Il commissario Hogan ribadisce anche la dinamicità dei mercati asiatici ("continueranno ad importare volumi crescenti di prodotti caseari") e annuncia che "esiste un forte potenziale per aumentare le esportazioni in Africa, dove la crescita della popolazione sta guidando la domanda".
La missione dell'internazionalizzazione è anche una sfida per l'Europa, visti i quantitativi prodotti e il surplus. "Dobbiamo esportare circa il 13% della produzione di latte dell'Ue per preservare l'equilibrio domestico", ammonisce il commissario.
 

Volatilità

Fin qui le buone notizie. Ma non si può, per la Commissione Ue, "escludere un ulteriore squilibrio a breve termine tra l'offerta globale e la domanda e potrebbe contribuire alla volatilità dei prezzi. L'orientamento al mercato e la capacità di adattarsi a circostanze nuove e impreviste saranno quindi fondamentali in futuro".
La volatilità potrà essere comunque contrastata attraverso adeguati meccanismi per la copertura del rischio, come ad esempio i contratti integrati di filiera, i contratti a termine, quelli a prezzo fisso e con margini garantiti; attraverso la differenziazione dei prezzi in base ai volumi.
 

Il ruolo dell'intervento pubblico

"L'intervento pubblico ha svolto un ruolo importante nella stabilizzazione dei mercati nel 2015 e nel 2016, contribuendo a rimuovere le eccedenze in uno scenario straordinariamente squilibrato. Tuttavia, oltre al costo finanziario di questo meccanismo, la gestione continua degli stock pubblici può essere gravosa, come stiamo vivendo ora. L'intervento pubblico è come un calcio di punizione: rimuove momentaneamente la pressione, ma non lo fa scomparire".
 

Il latte nel futuro della Pac

"Nonostante il difficile contesto di bilancio della Brexit e altre nuove sfide dell'Ue come la sicurezza e la migrazione - dichiara Hogan - la Commissione ha proposto un bilancio forte per l'agricoltura. I pagamenti diretti agli agricoltori sono ridotti moderatamente per conseguire una maggiore equità nei pagamenti diretti per ettaro, mediante la continua convergenza, la degressività e il livellamento. Per lo sviluppo rurale, la Commissione propone di riequilibrare il sostegno dell'Ue e nazionale, in modo che il sostegno pubblico alle aree rurali europee rimanga sostanzialmente invariato. Gli Stati membri avranno la possibilità di istituire regimi per il sostegno di settori specifici".
Inoltre, sul fronte climatico-ambientale, "la proposta della Commissione fornirà inoltre gli strumenti per compiere progressi reali sul clima e l'ambiente", che avrà benefici anche in termini di semplificazione.
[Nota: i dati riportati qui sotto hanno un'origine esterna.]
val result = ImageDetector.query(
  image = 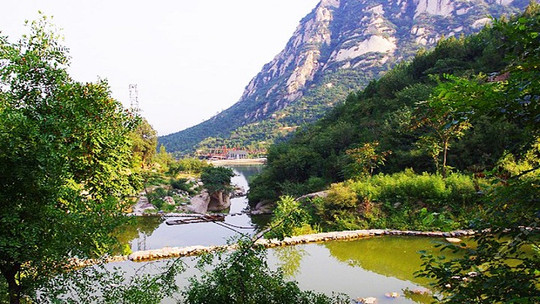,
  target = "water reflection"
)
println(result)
[273,246,308,278]
[324,236,466,286]
[118,165,269,251]
[269,236,468,304]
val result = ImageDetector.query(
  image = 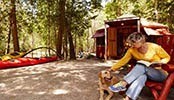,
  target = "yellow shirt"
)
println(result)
[111,42,170,70]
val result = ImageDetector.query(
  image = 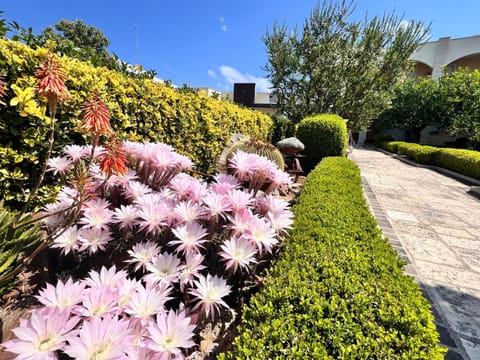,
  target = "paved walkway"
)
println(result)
[350,147,480,360]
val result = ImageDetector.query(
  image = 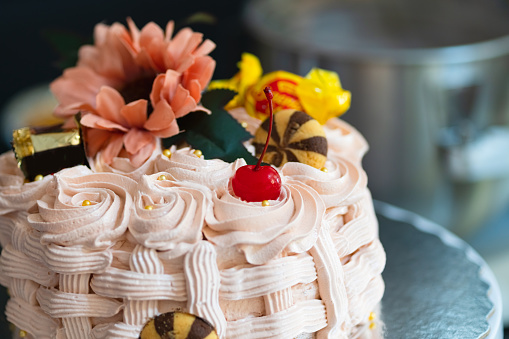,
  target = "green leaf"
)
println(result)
[201,89,237,110]
[163,89,258,165]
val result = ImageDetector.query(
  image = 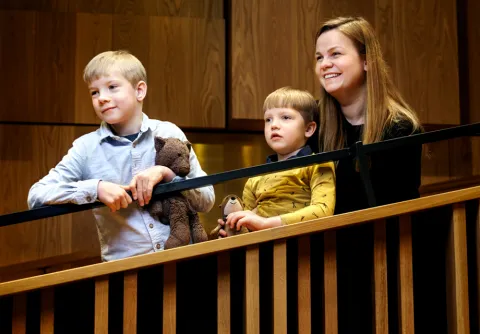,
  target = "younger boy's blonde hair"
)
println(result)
[263,86,318,124]
[83,50,147,87]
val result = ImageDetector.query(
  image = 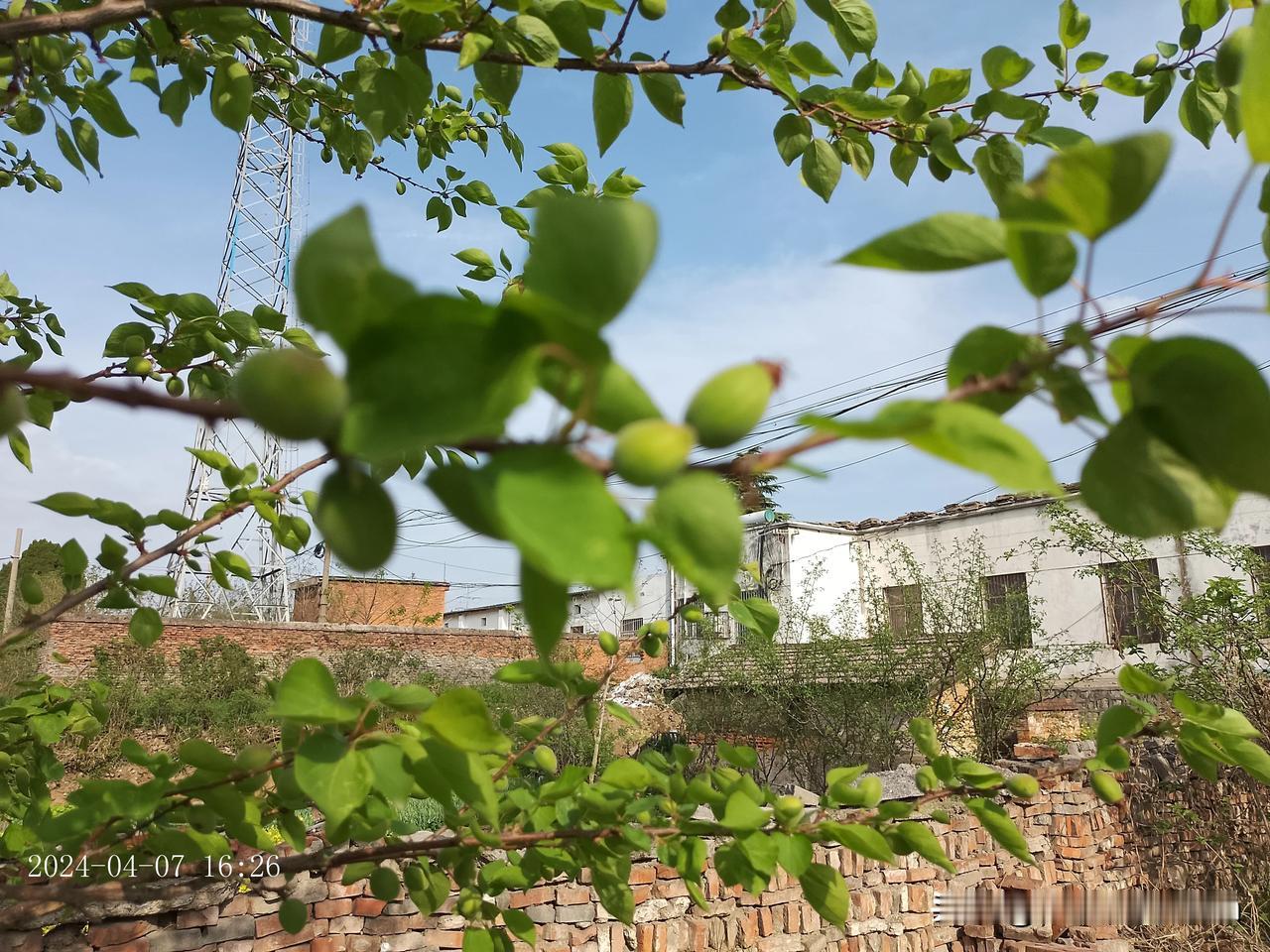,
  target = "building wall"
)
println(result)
[839,496,1270,665]
[291,579,448,626]
[44,618,666,681]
E sul fronte dell'innovazione l'Ue ha previsto un "finanziamento aggiuntivo di 10 miliardi di euro disponibile attraverso il programma di ricerca Horizon Europe".
 

Obiettivi strategici Pac

Insomma, molto più di un lifting per la Politica agricola comune. "Le proposte presentate lo scorso primo giugno sono ambiziose ed equilibrate e mirano a raggiungere una serie di importanti obiettivi strategici - assicura Hogan -: maggiore semplificazione e sussidiarietà; aumento delle ambizioni ambientali e climatiche; rafforzamento della resilienza agricola, compresa la protezione del reddito agricolo; modernizzazione e uso dell'innovazione, della ricerca e della tecnologia; e un'enfasi più forte sull'assicurazione del ricambio generazionale".